The story reason comes first

A waking is always motivated: we need someone who can fly, and we finally have a bunk to put them in. The need is the fiction; the choice is the mechanic; the new capability is the reward. Three things the player usually pays for separately, delivered as one beat with a name attached. Write each candidate's dossier so the pick feels like meeting a person, not buying an upgrade.

Sleepers, Viable Population, and the bet

The Sleepers connect straight into the campaign life-bar (see Viable Population & MVP).

  • Asleep, they don't count. Viable Population is the awake, working, breeding number. Sleepers are a finite reserve outside it — humanity's insurance, held in reserve against the day the colony needs numbers it doesn't have.
  • Waking grows the number — and exposes the person. A Reveille moves a Sleeper into the living population: useful at last, but now mortal, now a mouth to feed, now killable by the Mara. Every waking is a small bet that the colony can keep this person alive better than the cold could.
  • The reserve only shrinks. You never gain new Sleepers; the Cradle is dead and there are no reinforcements from home (see The Colony). The true end-state creeps closer from two sides at once: the Berths emptying, and the awake population bleeding toward MVP. Extinction is when the reserve is spent and the living fall below the floor.

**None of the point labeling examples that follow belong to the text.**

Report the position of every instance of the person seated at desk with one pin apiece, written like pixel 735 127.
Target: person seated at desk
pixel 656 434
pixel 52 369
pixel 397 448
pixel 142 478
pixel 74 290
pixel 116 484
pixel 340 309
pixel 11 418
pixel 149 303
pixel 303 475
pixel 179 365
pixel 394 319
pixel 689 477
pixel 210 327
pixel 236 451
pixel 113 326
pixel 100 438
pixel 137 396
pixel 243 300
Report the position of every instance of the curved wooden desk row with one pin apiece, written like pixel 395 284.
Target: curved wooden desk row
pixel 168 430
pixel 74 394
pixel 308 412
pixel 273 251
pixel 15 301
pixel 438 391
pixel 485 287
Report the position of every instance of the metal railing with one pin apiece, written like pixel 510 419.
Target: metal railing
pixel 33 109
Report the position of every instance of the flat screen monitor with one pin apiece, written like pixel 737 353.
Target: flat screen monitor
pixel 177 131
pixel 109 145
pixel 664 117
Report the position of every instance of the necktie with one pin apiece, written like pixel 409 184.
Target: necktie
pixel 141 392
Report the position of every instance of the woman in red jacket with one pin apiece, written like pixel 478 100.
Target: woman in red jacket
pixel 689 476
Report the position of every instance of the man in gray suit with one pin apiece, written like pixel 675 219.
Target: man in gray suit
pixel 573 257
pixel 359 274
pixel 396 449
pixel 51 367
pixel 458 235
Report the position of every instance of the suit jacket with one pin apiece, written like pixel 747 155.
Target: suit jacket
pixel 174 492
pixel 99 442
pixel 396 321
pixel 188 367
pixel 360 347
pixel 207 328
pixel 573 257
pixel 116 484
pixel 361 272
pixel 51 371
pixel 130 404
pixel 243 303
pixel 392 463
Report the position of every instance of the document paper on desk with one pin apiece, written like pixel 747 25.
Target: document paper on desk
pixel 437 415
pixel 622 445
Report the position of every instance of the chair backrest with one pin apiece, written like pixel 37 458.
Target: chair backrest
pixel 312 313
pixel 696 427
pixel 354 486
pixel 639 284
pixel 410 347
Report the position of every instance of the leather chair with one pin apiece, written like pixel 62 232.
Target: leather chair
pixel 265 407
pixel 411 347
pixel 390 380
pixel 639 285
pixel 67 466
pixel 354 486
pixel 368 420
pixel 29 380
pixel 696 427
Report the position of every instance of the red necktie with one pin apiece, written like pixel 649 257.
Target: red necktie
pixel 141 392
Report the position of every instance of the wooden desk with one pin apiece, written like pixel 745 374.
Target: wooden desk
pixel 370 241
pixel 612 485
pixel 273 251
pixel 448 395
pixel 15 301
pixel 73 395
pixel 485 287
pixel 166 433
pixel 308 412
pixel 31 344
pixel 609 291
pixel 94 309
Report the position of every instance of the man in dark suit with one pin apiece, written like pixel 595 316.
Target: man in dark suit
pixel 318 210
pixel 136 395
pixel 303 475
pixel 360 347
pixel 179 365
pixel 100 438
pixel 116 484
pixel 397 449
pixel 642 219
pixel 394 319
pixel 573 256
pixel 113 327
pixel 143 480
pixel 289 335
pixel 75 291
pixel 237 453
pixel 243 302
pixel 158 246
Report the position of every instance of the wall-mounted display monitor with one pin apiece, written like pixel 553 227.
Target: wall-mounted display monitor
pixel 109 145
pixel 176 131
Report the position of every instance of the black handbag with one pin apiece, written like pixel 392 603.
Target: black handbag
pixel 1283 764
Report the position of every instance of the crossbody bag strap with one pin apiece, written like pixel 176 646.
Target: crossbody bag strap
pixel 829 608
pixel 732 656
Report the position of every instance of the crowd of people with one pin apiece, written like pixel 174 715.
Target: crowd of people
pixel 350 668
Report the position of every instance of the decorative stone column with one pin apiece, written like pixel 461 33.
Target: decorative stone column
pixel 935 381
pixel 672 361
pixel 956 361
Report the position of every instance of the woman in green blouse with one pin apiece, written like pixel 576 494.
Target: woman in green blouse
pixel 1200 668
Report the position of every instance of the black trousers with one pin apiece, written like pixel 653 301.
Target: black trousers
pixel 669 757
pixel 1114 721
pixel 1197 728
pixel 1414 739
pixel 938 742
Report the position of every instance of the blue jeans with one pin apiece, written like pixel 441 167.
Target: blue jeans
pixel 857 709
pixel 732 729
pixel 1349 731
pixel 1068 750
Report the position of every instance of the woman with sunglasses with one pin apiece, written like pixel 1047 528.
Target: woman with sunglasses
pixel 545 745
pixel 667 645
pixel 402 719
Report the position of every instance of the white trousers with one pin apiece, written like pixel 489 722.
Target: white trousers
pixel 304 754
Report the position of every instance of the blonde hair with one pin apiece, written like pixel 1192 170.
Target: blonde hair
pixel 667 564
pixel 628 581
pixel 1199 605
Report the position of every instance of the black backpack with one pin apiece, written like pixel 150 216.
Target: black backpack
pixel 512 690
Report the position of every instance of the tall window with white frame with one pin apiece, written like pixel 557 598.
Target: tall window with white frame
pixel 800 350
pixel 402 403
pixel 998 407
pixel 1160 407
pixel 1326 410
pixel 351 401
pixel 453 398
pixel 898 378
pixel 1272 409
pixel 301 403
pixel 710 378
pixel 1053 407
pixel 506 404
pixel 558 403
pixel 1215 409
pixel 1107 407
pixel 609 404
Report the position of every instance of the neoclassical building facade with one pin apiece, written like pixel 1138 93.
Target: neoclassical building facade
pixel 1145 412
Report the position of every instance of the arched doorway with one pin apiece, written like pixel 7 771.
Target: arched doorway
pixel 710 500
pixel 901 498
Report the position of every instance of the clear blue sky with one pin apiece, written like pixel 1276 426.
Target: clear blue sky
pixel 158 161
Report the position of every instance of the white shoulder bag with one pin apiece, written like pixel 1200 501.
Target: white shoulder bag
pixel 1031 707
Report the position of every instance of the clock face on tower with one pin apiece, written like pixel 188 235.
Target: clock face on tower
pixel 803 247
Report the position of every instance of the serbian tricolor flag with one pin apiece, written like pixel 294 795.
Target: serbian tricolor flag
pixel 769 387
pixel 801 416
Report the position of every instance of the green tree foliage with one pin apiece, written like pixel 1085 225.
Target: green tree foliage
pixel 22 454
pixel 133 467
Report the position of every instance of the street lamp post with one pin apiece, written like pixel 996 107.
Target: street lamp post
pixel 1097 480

Design note — why this belongs to the campaign, not the mission

Waking the Crew is the strategic-layer answer to the tactical raid loop: the raids feed resources up; the resources buy capacity; capacity wakes people; people expand what you can do — and every one of them is now something you can lose. It keeps the game's core inversion intact — the individual operator cannot die, but the people can — while giving the player a steady, chosen, human-faced sense of the colony coming back to life, one bunk at a time.